Are bankers covering up their own blunders by blaming their mishaps on fair-value accounting? One investor group — an offshoot of the Financial Accounting Standards Board — thinks so, and has published a letter to get the word out.
When financial institutions argue against mark-to-market financial reporting to avoid acknowledging their own poor business investments, they essentially are saying, “Pull the covers over the problems and maybe they will go away,” the group, FASB’s Investors Technical Advisory Committee, wrote last week. Formed to provide the standard-setter with input from investors, the 12-member committee boasts top-tier accounting talent.
Blaming fair-value accounting for worsening the subprime-mortgage crisis is a “shoot the messenger” argument, added the ITAC. The May 23 letter was written in response to several public statements made by managers of financial institutions and representatives of banking groups that condemned the increased use of fair-value accounting for exacerbating the current credit crisis. For example, in April American Bankers Association CEO Edward Yingling blasted the idea of using fair-value accounting for financial instruments. “Under the stress of current market conditions, accounting policy should focus on measuring the heat of the flame instead of pouring gasoline on the fire,” he said.
The ITAC disagrees with that argument. Financial institutions are supporting a “return to the old financial reporting model…[that was] in effect decades ago with its out-of-date historical cost reporting and lack of transparency,” the committee wrote to FASB chairman Robert Herz and International Accounting Standards Board chairman David Tweedie. The group also said its members were “dismayed” at the call from major financial institutions to suspend fair-value reporting for financial instruments.
In 2006 FASB issued FAS 157, Fair Value Measurement, to provide a standardized way to measure financial assets and liabilities at fair value, and present related disclosures. The standard went into effect last year, specifically for companies that began their fiscal years after November 15, 2007.
As a result, when accounting rules require a company to record a financial asset or liability at fair value, rather than historical cost, it must do so using the new FAS 157 yardstick. Companies balked at the fair value measurement, however, when the the subprime crisis caused the value of many mortgage derivative instruments to plummet, and companies — most of them banks and other financial institutions — were forced to mark the securities to market and then write down what turned into massive losses.
The ITAC insists that the banks most critical of fair value are the same ones that have reported major write-downs of subprime mortgages and derivative instruments based on them. While the letter didn’t name the specific banks, some of the world’s largest institutions have made headlines recently with announcements of enormous first-quarter write-downs related to subprime losses. Those banks include Citigroup, which recorded a $12 billion write-down during the period, and Merrill Lynch and JPMorgan Chase, which posted charges of $6 billion and $2.6 billion, respectively, for the first quarter.
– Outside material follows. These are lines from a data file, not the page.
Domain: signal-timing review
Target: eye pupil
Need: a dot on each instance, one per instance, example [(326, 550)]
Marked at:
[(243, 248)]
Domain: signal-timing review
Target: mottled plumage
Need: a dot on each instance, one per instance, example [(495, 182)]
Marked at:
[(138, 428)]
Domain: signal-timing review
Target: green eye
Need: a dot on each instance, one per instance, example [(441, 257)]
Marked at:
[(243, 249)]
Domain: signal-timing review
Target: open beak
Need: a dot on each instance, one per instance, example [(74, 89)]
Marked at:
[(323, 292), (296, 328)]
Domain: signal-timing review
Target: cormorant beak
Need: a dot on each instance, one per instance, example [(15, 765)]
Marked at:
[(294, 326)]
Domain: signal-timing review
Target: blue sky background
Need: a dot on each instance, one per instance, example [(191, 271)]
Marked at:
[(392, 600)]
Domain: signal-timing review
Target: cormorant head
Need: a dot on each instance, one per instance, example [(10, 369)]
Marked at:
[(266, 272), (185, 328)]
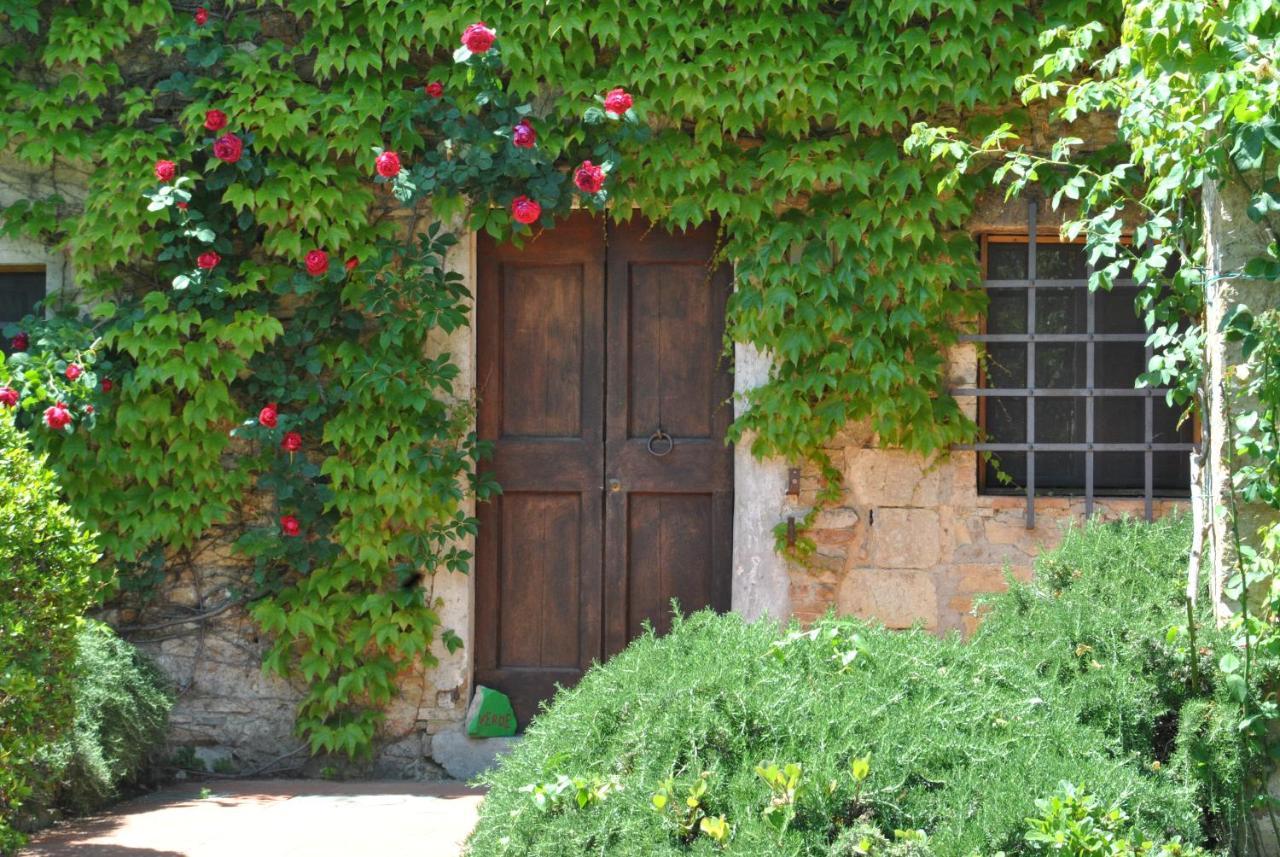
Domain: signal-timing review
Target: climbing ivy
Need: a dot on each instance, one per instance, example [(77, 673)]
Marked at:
[(1194, 90), (782, 120)]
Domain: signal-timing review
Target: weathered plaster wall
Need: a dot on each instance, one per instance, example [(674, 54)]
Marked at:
[(1233, 241), (910, 542)]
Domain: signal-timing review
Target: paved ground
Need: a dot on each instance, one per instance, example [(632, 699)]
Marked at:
[(274, 819)]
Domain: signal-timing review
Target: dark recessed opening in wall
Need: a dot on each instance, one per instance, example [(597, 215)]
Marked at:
[(1057, 402), (22, 287)]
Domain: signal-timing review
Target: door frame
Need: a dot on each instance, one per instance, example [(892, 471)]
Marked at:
[(759, 583)]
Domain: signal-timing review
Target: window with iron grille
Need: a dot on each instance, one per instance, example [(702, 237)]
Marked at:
[(21, 288), (1056, 399)]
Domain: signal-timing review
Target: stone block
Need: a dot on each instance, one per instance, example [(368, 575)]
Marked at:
[(836, 518), (465, 757), (974, 580), (891, 477), (896, 597), (905, 539)]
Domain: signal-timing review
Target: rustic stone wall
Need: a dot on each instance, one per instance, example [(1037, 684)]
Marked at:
[(913, 541)]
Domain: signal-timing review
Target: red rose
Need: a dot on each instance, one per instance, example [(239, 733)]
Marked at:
[(478, 37), (228, 147), (388, 164), (524, 134), (525, 210), (589, 178), (617, 100), (318, 262), (58, 417)]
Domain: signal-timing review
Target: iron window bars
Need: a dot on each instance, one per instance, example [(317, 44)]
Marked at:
[(1089, 393), (22, 287)]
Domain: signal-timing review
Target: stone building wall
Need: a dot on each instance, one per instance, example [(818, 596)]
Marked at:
[(910, 542), (913, 541)]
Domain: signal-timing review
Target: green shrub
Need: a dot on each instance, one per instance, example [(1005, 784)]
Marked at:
[(1074, 678), (46, 583), (1074, 824), (122, 711)]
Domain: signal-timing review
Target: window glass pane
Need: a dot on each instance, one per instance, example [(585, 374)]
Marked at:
[(1118, 365), (1063, 310), (1115, 311), (1006, 260), (1056, 261), (1006, 311), (1006, 365), (1171, 472), (1118, 473), (1060, 365), (1059, 420), (19, 292), (1011, 467), (1118, 420), (1059, 471), (1006, 420), (1060, 311)]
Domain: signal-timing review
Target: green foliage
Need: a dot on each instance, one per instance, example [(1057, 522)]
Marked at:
[(867, 841), (122, 711), (46, 583), (206, 316), (1074, 824), (851, 271), (1080, 677), (1196, 92)]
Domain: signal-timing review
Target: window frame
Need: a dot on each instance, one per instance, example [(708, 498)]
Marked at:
[(27, 267), (1033, 235)]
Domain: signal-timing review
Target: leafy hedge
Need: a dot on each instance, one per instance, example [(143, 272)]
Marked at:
[(122, 711), (736, 737), (46, 583)]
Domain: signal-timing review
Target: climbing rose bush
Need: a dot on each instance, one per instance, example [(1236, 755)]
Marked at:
[(336, 352)]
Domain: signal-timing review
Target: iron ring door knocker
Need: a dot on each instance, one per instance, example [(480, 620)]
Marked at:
[(661, 443)]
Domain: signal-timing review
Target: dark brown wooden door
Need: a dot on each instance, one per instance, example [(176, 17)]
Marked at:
[(592, 342)]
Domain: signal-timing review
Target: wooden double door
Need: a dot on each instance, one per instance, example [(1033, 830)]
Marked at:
[(606, 394)]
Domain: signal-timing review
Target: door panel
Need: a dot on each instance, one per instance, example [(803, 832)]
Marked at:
[(672, 358), (667, 535), (540, 580), (588, 344), (540, 354), (542, 363), (667, 517)]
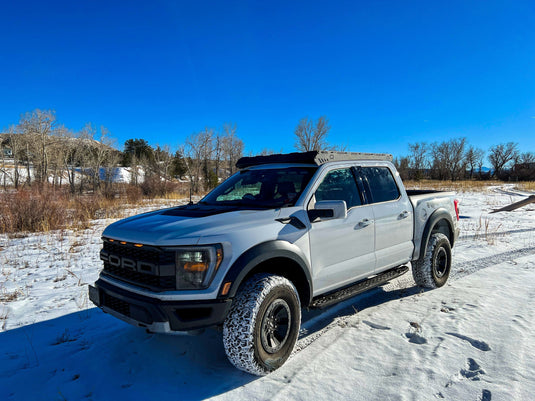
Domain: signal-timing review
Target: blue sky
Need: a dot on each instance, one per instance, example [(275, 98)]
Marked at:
[(385, 73)]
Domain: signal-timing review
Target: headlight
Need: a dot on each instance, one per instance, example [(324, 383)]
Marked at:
[(196, 266)]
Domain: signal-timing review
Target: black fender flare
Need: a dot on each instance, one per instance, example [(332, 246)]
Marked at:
[(264, 252), (437, 216)]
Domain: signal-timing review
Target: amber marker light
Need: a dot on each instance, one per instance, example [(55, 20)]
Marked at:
[(226, 288), (196, 266)]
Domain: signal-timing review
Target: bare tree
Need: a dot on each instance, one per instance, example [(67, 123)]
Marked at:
[(474, 159), (418, 159), (527, 157), (38, 126), (312, 135), (402, 165), (232, 147), (198, 152), (501, 155)]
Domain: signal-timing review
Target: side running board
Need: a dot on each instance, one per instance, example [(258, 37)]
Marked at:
[(332, 298)]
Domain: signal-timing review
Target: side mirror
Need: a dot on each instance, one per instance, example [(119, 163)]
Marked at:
[(328, 210)]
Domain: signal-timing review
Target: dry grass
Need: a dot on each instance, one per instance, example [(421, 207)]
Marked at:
[(45, 209), (526, 186), (457, 186)]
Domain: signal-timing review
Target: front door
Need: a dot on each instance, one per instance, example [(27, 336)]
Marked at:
[(342, 250)]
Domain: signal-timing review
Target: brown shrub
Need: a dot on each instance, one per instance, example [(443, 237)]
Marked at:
[(31, 211)]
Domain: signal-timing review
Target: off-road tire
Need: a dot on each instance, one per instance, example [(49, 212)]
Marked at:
[(262, 326), (433, 270)]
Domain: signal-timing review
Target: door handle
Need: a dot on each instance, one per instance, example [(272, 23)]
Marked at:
[(403, 215), (365, 223)]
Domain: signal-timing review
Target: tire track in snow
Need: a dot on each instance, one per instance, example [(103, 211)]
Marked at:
[(466, 268), (496, 234), (458, 272)]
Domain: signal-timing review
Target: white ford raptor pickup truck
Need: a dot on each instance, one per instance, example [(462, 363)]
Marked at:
[(286, 232)]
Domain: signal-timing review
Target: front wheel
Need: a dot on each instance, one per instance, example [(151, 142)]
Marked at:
[(433, 270), (262, 326)]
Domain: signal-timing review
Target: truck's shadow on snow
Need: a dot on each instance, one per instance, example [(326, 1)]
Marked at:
[(90, 355)]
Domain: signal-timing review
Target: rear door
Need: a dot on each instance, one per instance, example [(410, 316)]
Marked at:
[(393, 216), (342, 250)]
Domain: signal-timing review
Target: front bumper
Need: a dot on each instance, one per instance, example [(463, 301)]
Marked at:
[(155, 315)]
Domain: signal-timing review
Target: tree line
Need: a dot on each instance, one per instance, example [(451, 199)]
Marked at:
[(43, 151), (455, 159)]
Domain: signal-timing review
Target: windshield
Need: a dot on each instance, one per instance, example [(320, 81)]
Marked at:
[(264, 188)]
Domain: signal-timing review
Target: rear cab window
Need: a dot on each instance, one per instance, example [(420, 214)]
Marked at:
[(339, 184), (379, 183)]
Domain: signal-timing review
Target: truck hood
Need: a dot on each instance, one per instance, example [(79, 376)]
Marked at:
[(186, 225)]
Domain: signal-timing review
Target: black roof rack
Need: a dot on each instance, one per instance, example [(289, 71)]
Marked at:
[(313, 157)]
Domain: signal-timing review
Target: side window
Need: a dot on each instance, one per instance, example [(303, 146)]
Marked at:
[(339, 185), (381, 183)]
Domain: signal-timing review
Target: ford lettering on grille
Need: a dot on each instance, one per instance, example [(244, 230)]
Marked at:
[(129, 264)]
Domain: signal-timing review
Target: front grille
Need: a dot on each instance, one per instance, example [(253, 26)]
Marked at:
[(146, 266), (117, 305), (157, 282)]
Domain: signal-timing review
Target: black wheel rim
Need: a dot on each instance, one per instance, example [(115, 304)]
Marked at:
[(441, 263), (276, 326)]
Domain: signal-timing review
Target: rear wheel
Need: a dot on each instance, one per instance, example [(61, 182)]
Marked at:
[(262, 326), (433, 270)]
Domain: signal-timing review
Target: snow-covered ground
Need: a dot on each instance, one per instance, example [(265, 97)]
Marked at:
[(470, 340)]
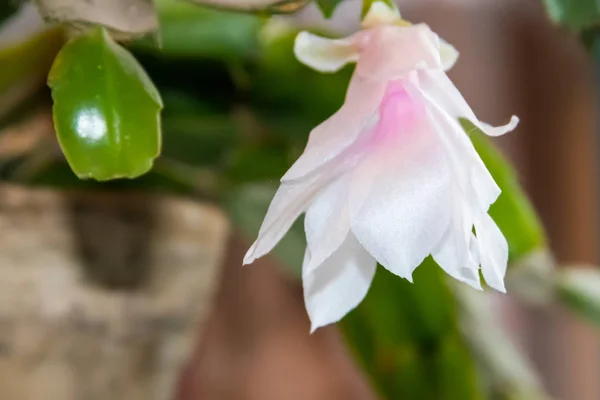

In its letter, the ITAC also scolded the “few” banking managers who tried to “shift the blame for the current crisis from the poor business and investment decision-making, including the flawed underwriting, securitization, risk management, and disclosure practices in which they engaged, to fair value financial reporting.” The advisory group called the managers’ reasoning “perplexing and misleading,” since fair-value reporting was “instrumental” in uncovering the market’s widespread problems.
The group defended mark-to-market valuation methodology as supplying relevant, high-quality, and transparent information to investors. “The higher the quality of fair value information that is provided, the faster will be the necessary market adjustment to the problems,” noted the letter.
The committee also took issue with the banks’ argument that fair value’s “pro-cyclical” characteristics aggravated the credit crisis. According to the ITAC, critics complain that the fair-value requirement to measure and recognize losses “results in a positive feedback loop that propels values downward.” But that argument is conveniently one-sided, said the ITAC, since fair value “does not draw similar criticism when news is good and prices rise.” What’s more, the feedback loop is doing its job by sending warning signals in the form of sinking prices in response to bad news, the same way it reflects good news by boosting prices, the group wrote.
Such downward triggers are a “normal part of the contracting process and designed to protect the investors, including lenders,” the ITAC added. “The fact that the triggers were activated is not an indictment of the measurement system but rather is a direct function of the poor or deteriorating quality of the investments.”